Lil hose between tank sender and hard line cracks over decades. Did you try another coil? We could toss everything in the book but that could send you on a goose chase.
 
Lil hose between tank sender and hard line cracks over decades. Did you try another coil? We could toss everything in the book but that could send you on a goose chase.

All fuel line hoses have been replaced. Coil would not be the issue if the car ran from another source of gasoline. Car ran both times i tried it with an external pump once pulling gas from a jar and the second time pulling gas directly from the line to the tank. Hook the line back to the cars fuel pump issues again. This has to be a fuel delivery issue. Only issue is both pumps were brand new.
 
Is your fuel cap a breathable type ? Possible breather pipe blocked with debris causing a vacuum in the tank and not allowing fuel to flow or slowing fuel delivery down.
 
Just check the curve in the distributor. Some of those have a really fast curve that will give you issues like your describing on acceleration. FYI
 
So it ran fine with the mason jar and an electric external fuel pump ?
 
Just check the curve in the distributor. Some of those have a really fast curve that will give you issues like your describing on acceleration. FYI

Distributor is cured to the camshaft I purchase. Why would the distributor be the problem if it runs fine from gas from an external pump and not from the cars fuel pump. Not and ignition issue.
 
Is your fuel cap a breathable type ? Possible breather pipe blocked with debris causing a vacuum in the tank and not allowing fuel to flow or slowing fuel delivery down.
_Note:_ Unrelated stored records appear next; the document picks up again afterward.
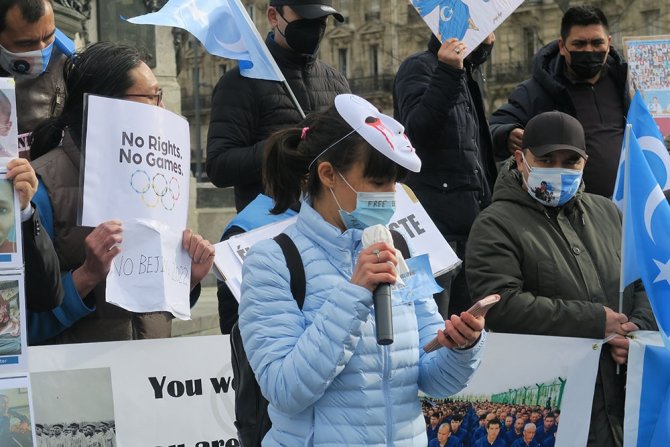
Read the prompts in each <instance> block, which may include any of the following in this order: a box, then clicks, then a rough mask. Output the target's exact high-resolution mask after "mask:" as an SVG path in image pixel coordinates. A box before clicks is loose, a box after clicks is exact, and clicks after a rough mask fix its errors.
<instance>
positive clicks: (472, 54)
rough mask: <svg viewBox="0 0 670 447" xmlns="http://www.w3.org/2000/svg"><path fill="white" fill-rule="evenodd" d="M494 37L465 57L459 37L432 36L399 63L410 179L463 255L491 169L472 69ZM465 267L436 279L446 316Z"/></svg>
mask: <svg viewBox="0 0 670 447" xmlns="http://www.w3.org/2000/svg"><path fill="white" fill-rule="evenodd" d="M494 40H495V36H494V35H493V34H491V35H490V36H488V37H487V39H486V40H485V41H484V42H483V43H482V44H481V45H479V46H478V47H477V48H476V49H475V50H474V51H473V52H472V53H471V54H470V55H468V57H465V58H464V55H465V53H466V48H465V44H464V43H463V42H461V41H459V40H457V39H447V40H445V41H444V43H442V44H440V41H439V40H438V39H437V38H436V37H435V36H432V37H431V40H430V42H429V44H428V50H427V51H424V52H422V53H418V54H415V55H412V56H410V57H409V58H408V59H407V60H405V61H404V62H403V63H402V65H401V66H400V69H399V70H398V74H397V75H396V80H395V85H394V89H393V114H394V116H395V118H396V119H397V120H398V121H400V122H401V123H402V124H403V125H404V126H405V130H406V131H407V136H408V137H409V139H410V140H411V141H412V145H413V146H414V147H415V148H416V152H417V154H418V155H419V157H420V158H421V162H422V166H423V167H422V169H421V172H419V173H418V174H414V173H410V175H409V177H408V178H407V184H408V185H409V186H410V187H411V188H412V189H413V190H414V193H415V194H416V196H417V197H418V198H419V201H420V202H421V204H422V205H423V207H424V208H425V209H426V211H427V212H428V215H429V216H430V217H431V219H433V221H434V222H435V224H436V225H437V228H438V229H439V230H440V232H441V233H442V235H443V236H444V237H445V238H446V239H447V241H449V243H450V244H451V245H452V248H454V250H455V252H456V254H457V255H458V257H459V258H461V259H463V258H464V256H465V242H466V240H467V238H468V234H469V233H470V227H471V226H472V223H473V222H474V220H475V217H477V215H478V214H479V212H480V211H481V210H482V209H484V208H485V207H486V206H487V205H488V204H489V203H490V202H491V190H492V188H493V182H494V180H495V175H496V169H495V164H494V159H493V150H492V147H491V135H490V133H489V129H488V125H487V122H486V117H485V115H484V103H483V101H482V95H481V90H480V88H479V84H478V83H477V82H476V81H475V79H474V77H473V73H474V70H476V69H477V68H478V67H479V66H480V65H481V64H483V63H484V62H485V61H486V59H487V58H488V56H489V55H490V54H491V48H492V46H493V42H494ZM477 74H479V75H480V76H481V73H480V72H479V71H477ZM463 271H464V268H462V269H461V270H460V272H459V273H458V274H457V275H455V276H454V277H453V279H452V278H451V277H447V278H441V280H440V282H441V283H442V284H441V285H442V286H443V287H444V288H445V290H447V293H446V295H448V297H447V296H445V297H444V298H442V297H436V299H437V301H438V307H439V308H440V313H441V314H442V315H443V316H445V317H447V313H448V314H453V313H456V314H458V313H460V312H461V311H464V310H466V309H467V308H468V307H469V305H470V295H469V293H468V289H467V284H466V282H465V274H464V273H463ZM449 282H451V284H449ZM449 289H450V290H449ZM447 306H448V308H447Z"/></svg>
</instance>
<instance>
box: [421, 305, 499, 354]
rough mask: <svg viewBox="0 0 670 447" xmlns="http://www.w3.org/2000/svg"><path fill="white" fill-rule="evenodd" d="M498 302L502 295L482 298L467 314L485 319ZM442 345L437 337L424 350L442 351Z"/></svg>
mask: <svg viewBox="0 0 670 447" xmlns="http://www.w3.org/2000/svg"><path fill="white" fill-rule="evenodd" d="M498 301H500V295H498V294H494V295H489V296H487V297H485V298H482V299H481V300H479V301H477V302H476V303H475V304H473V305H472V306H471V307H470V309H468V310H467V311H466V312H467V313H469V314H471V315H472V316H473V317H483V316H485V315H486V312H488V310H489V309H490V308H491V307H493V306H494V305H495V304H496V303H497V302H498ZM444 335H445V336H446V337H447V338H448V339H451V337H449V336H448V335H447V332H446V331H445V332H444ZM441 347H442V345H441V344H440V342H439V341H437V337H435V338H434V339H433V340H431V342H430V343H428V344H427V345H426V346H424V347H423V350H424V351H426V352H427V353H428V352H433V351H436V350H438V349H440V348H441Z"/></svg>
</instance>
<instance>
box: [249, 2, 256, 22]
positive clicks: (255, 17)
mask: <svg viewBox="0 0 670 447" xmlns="http://www.w3.org/2000/svg"><path fill="white" fill-rule="evenodd" d="M247 14H249V17H250V18H251V21H252V22H255V21H256V5H247Z"/></svg>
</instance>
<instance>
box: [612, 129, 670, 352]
mask: <svg viewBox="0 0 670 447" xmlns="http://www.w3.org/2000/svg"><path fill="white" fill-rule="evenodd" d="M628 127H629V130H628V131H629V132H630V136H629V137H628V139H629V147H628V152H629V154H628V157H627V158H626V162H627V164H629V166H627V167H626V168H627V171H628V172H626V174H625V179H624V204H623V208H624V213H623V245H622V258H623V259H622V262H623V269H622V270H623V271H622V275H623V276H622V285H623V286H626V285H628V284H630V283H631V282H633V281H635V280H636V279H638V278H641V279H642V282H643V284H644V288H645V290H646V291H647V296H648V297H649V302H650V303H651V307H652V310H653V311H654V316H655V317H656V322H657V323H658V326H659V328H660V330H661V333H662V335H663V339H664V342H665V344H666V346H670V343H668V341H669V340H670V339H668V334H669V333H670V204H668V201H667V200H666V198H665V195H664V194H663V191H662V190H661V187H660V185H659V184H658V181H657V180H656V177H655V176H654V174H653V173H652V170H651V168H650V167H649V163H648V161H647V157H645V155H644V154H643V151H642V148H641V147H640V145H639V143H638V139H637V138H636V137H635V133H634V132H633V131H632V130H630V126H628Z"/></svg>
Breather is blocked off sine I am no longer running a charcoal canister. I am using a vented gas cap. Ive been using the same setup for the past 4 weeks. If anything tank, lines etc are all better than they were and still the issue.
 
I have seen the pump eccentrics wear out. When you built it, did you look at it closely? Here is something you can try, but be VERY careful. Run the car on the electric and the mason jar. Leave the mechanical hooked up but the output into a gas can. See what level of fuel it is putting out over time.
 
Oh, try and run it with the gas cap off. That eliminates the vent issue if it still does it.
 
This may be a possibility, going to find out how much PSI these pumps are putting out. Just odd how this was working just fine yesterday.

I still think it is too much fuel pressure and its flooding. I drove my Challenger for several weeks before my flooding problem started to happen. I put an inline gauge, fuel filter and the pressure regulator so I could monitor the pressure and once I set it at 5.5 psi I never had the problem again. The fuel pressure should be addressed in the manual you got with the new carb. Here is a pic of my set up, regulator is mounted on the passenger fender well.
engine2 (2).jpg
 
Found it on page 3 of the manual that covers most edelbrock carbs.
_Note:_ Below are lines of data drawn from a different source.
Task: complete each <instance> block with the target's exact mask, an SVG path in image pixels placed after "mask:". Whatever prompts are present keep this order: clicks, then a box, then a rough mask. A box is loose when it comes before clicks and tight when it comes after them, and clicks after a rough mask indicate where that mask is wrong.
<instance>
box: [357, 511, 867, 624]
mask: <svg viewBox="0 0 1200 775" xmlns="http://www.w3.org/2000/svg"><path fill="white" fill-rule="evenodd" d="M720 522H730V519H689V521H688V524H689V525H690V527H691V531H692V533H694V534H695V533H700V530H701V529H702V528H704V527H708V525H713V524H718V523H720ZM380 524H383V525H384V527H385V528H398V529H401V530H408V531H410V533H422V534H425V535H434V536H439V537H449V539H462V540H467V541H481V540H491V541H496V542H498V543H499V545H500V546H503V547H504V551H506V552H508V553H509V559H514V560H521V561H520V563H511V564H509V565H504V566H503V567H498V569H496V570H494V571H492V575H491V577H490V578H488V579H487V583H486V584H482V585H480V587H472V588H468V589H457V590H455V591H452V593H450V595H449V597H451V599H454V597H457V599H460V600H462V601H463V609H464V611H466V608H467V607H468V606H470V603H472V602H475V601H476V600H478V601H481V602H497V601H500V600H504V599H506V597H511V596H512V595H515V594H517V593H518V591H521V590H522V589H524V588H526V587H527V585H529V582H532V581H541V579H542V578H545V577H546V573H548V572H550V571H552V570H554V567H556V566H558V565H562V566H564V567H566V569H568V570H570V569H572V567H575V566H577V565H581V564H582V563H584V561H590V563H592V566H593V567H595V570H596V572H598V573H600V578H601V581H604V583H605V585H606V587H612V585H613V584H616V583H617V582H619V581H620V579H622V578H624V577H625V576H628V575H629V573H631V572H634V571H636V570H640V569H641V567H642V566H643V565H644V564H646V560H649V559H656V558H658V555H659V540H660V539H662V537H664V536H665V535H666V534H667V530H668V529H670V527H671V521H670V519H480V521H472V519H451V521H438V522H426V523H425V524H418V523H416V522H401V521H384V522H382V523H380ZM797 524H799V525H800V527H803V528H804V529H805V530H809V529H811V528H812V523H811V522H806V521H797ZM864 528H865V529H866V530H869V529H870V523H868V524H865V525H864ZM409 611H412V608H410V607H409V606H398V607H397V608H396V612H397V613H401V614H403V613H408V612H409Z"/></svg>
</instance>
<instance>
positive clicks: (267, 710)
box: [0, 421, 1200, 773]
6. Do not use more than 6.5 PSI fuel pressure. Excessive fuel pressure may cause flooding. If your fuel pressure is too high, install an adjustable pressure regulator, such as Edelbrock #8190.
 
Well I found out what the problem was when I took the fuel pump off I use the screwdriver and could feel that the pump Drive lobe was loose. Took everything apart and I was expecting the bolt to be loose but the bolt was actually tight. it looks like the Woodruff key was getting ground down where the cam Drive lobe attaches not sure how this happened but it looks like all I have to do his replace the key has anybody ever had this happened before? Could the key of been installed incorrectly? Here's some pictures of the key
1019201402.jpg
1019201405.jpg
 
Not really surprised, it should be pretty easy to remove the key and reinstall a new one. I would replace the eccentric also. The slot might be opened up. The single attachment bolt is not the greatest design. They make a nice thick washer to go behind the bolt.